Early this summer, IBM made headlines with the first robot to take on a human in a debate. The robot in question debated two humans, including an accomplished debate champion. According to IBM, this robot can debate on any topic, and uses an advanced set of algorithms for actions like voice recognition, eliminating repetitive statements, and scanning millions of articles in a database. It also displayed a sense of humor during the debate, peppering in self-deprecating jokes throughout. The result: A tie. After a debate between robot and human on telemedicine, the robot was able to change the opinions of nine audience members. When surveyed, audience members ranked the robot higher on its ability to enrich their knowledge, but overwhelmingly preferred the humans’ delivery. This technology has huge implications for business, government, and education. Robots won’t have the ability to make decisions, but can serve as a voice of reason and source of information for those making important decisions or polishing their critical thinking skills.

Monitoring Endangered Species

A new academic paper in Proceedings of the National Academy of Sciences recently explored the potential for Artificial Intelligence in wildlife conservation. Conservation group Snapshot Serengeti has been collecting data for years using its motion-sensor “camera traps,” which take photos of wild animals without disturbing them. Using AI, researchers have developed a new way to make this monitoring more accurate and efficient. Collaborators from Harvard, Oxford, the University of Minnesota, and Auburn University compiled images with descriptions and labels manually entered by humans. They then used deep learning to train a computer to correctly identify factors like species, number of animals, and types of behavior in images captured by the camera traps. Categorizing these photos manually requires a significant amount of time and resources, with most of the work currently done by volunteers. There’s no telling the impact this new development could have on protecting wildlife worldwide.

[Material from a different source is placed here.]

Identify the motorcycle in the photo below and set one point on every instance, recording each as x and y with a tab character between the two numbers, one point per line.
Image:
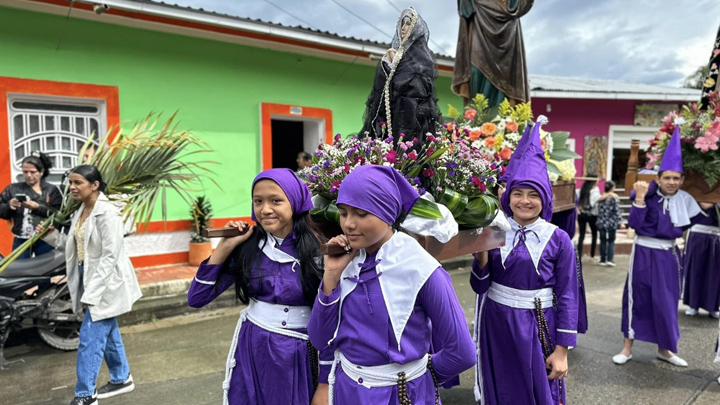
34	293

Combatting Antibiotic Resistance

Antibiotic resistance is becoming a major major issue in medicine that affects millions of lives. Now, biotech companies are researching ways in which Artificial Intelligence can combat some of the most dangerous strains of antibiotic-resistant bacteria. Sequencing the genomes of each bacteria is the most effective method for determining treatment methods. However, this can take days when sequencing is carried out manually. Adaptive Phage Therapeutics wants to change this. Using machine learning, the startup has developed a way to sequence the bacteria much more quickly and accurately. It can even identify the best possible antidote to these harmful organisms without human intervention. This is a significant breakthrough for modern medicine, especially with antibiotic resistance on the rise. The company is currently planning its first clinical trials, so its application could be in use as early as next year.